La connectivité n'est pas le plus difficile
Mettre une carte en cache et placer un formulaire dans une file d'attente sont des problèmes résolus. La difficulté commence à la deuxième synchronisation, lorsque la file contient deux modifications du même objet effectuées à plusieurs heures d'intervalle par des personnes qui ne pouvaient pas voir le travail l'une de l'autre.
Un outil qui conserve silencieusement la dernière écriture n'a pas résolu le fonctionnement hors ligne. Il a simplement déplacé l'échec vers un endroit plus discret, où il réapparaît plusieurs semaines plus tard sous la forme d'un écart de capacité que personne ne sait expliquer.
Questions à poser à un fournisseur
- Que se passe-t-il en cas de conflit ?
- La dernière écriture prévaut, les données sont fusionnées ou le conflit est envoyé dans une file de contrôle humain. Les trois approches peuvent se défendre. Le silence, non.
- Quelle est l'unité de synchronisation ?
- Un ordre de travail complet ou chacun des champs qu'il contient. Ce choix détermine la fréquence à laquelle deux équipes entrent en conflit.

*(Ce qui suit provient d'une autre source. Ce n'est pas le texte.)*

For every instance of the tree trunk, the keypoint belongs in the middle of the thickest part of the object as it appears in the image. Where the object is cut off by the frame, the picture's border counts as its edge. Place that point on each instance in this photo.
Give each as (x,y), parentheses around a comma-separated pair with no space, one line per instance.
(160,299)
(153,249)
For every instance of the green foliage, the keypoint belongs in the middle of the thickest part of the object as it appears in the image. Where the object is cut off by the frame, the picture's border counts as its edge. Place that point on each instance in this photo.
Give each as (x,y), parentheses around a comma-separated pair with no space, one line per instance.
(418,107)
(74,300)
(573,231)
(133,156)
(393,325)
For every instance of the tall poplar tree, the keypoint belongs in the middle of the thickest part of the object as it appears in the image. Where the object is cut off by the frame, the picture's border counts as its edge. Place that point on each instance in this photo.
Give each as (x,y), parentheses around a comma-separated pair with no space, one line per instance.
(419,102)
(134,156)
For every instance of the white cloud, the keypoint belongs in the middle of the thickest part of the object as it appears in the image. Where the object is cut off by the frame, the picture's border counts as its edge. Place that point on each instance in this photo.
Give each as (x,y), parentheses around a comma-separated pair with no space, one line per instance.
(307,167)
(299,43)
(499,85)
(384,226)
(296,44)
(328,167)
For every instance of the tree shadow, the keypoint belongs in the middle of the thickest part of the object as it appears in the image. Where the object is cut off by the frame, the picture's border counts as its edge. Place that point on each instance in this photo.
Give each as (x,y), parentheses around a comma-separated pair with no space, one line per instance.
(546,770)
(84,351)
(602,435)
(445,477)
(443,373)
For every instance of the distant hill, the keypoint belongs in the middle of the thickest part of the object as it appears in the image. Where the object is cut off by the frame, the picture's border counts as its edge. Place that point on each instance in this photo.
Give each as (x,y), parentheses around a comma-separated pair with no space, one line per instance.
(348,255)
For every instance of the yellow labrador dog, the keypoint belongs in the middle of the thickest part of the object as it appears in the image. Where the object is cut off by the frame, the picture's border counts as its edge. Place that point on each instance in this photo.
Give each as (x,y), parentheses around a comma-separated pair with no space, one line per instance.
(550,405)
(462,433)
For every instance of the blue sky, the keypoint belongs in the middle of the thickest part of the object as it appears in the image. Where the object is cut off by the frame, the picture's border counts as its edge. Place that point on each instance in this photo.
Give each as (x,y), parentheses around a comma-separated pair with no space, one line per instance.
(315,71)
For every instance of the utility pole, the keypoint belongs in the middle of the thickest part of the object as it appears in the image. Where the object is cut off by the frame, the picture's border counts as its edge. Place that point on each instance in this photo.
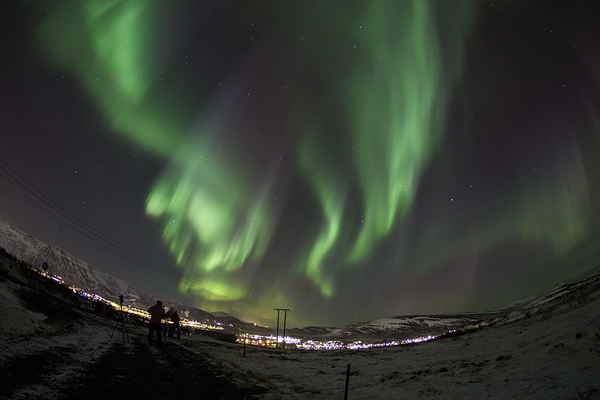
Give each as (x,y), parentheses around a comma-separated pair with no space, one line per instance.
(285,310)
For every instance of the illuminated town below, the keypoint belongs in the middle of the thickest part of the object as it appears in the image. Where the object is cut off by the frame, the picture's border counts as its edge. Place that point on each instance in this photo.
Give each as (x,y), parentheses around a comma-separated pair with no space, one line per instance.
(248,339)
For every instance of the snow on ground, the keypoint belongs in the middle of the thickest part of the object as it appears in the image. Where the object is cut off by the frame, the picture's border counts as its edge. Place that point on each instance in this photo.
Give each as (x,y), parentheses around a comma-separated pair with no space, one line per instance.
(557,357)
(554,354)
(16,319)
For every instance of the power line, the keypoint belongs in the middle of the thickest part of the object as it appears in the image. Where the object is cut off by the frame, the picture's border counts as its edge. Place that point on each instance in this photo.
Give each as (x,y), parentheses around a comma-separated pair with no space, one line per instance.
(22,186)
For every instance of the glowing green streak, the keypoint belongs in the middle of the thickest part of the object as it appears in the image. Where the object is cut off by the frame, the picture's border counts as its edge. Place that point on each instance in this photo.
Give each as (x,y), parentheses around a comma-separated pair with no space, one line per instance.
(213,222)
(402,106)
(332,201)
(109,44)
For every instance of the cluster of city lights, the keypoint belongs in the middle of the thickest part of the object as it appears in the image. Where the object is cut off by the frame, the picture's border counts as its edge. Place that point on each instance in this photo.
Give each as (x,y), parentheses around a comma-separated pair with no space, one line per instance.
(125,308)
(290,342)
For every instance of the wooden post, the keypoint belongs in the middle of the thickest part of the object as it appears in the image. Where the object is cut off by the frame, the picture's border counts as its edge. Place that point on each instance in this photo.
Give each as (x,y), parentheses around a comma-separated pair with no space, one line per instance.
(347,382)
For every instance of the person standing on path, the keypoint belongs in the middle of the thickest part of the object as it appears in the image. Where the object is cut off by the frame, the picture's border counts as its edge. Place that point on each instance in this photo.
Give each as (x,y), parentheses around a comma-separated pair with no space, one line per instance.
(175,327)
(157,314)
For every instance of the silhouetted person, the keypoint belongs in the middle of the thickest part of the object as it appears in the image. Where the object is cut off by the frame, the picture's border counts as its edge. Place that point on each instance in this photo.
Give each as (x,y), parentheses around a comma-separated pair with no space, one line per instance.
(157,313)
(175,326)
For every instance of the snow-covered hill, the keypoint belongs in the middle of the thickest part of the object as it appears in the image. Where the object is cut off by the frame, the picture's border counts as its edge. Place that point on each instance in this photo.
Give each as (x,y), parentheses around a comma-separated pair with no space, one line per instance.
(78,273)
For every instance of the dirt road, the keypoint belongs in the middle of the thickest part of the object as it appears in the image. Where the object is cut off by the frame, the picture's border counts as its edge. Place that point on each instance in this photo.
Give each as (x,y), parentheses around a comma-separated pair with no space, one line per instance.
(83,361)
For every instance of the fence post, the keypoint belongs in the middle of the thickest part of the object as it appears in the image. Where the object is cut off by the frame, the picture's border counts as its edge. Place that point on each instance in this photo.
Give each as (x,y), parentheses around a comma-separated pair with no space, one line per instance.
(347,382)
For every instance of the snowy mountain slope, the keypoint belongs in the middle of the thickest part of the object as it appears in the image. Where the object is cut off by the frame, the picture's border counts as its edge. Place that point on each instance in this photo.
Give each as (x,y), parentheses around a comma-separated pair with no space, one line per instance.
(78,273)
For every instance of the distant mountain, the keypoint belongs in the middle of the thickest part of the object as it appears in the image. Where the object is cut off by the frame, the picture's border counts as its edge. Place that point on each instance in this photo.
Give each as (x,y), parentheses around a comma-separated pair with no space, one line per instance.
(78,273)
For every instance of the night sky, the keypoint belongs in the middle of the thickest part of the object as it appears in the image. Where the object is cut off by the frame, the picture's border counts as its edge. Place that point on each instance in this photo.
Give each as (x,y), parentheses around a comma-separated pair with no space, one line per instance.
(347,160)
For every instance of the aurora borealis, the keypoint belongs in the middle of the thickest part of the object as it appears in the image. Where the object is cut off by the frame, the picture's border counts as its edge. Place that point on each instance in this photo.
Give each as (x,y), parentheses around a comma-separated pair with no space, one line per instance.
(348,161)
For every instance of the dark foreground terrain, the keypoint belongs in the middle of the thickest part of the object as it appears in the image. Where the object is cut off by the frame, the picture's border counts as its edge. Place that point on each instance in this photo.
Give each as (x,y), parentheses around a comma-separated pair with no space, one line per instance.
(111,368)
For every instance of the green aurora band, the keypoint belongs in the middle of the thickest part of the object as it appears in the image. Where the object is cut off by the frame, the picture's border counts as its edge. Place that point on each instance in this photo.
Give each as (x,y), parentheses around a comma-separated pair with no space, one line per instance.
(220,219)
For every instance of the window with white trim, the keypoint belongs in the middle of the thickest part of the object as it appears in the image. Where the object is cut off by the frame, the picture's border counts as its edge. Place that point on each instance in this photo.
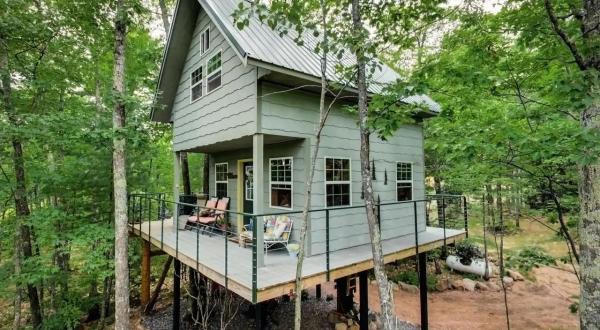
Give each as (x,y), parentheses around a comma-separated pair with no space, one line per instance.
(213,72)
(196,84)
(337,182)
(221,170)
(281,176)
(404,182)
(205,41)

- L'équipe peut-elle voir l'état de la file ?
- Un technicien qui ne sait pas ce qui a été synchronisé ressaisira les données par précaution, créant ainsi les doublons que vous cherchez justement à éviter.
La synchronisation a parfaitement fonctionné. C'était justement le problème : elle a écrasé six heures de travail d'épissurage sans avertir personne.
Concevez pour la reconnexion, pas seulement pour la déconnexion
Traitez chaque modification hors ligne comme une proposition appliquée à une version connue de l'objet. Lors de la reconnexion, appliquez ce qui ne prête pas à ambiguïté et transmettez le reste à une personne, avec les deux versions et les preuves associées.
Cette approche est plus longue à développer, mais c'est la seule qui conserve la fiabilité du référentiel réseau après l'arrivée du deuxième véhicule.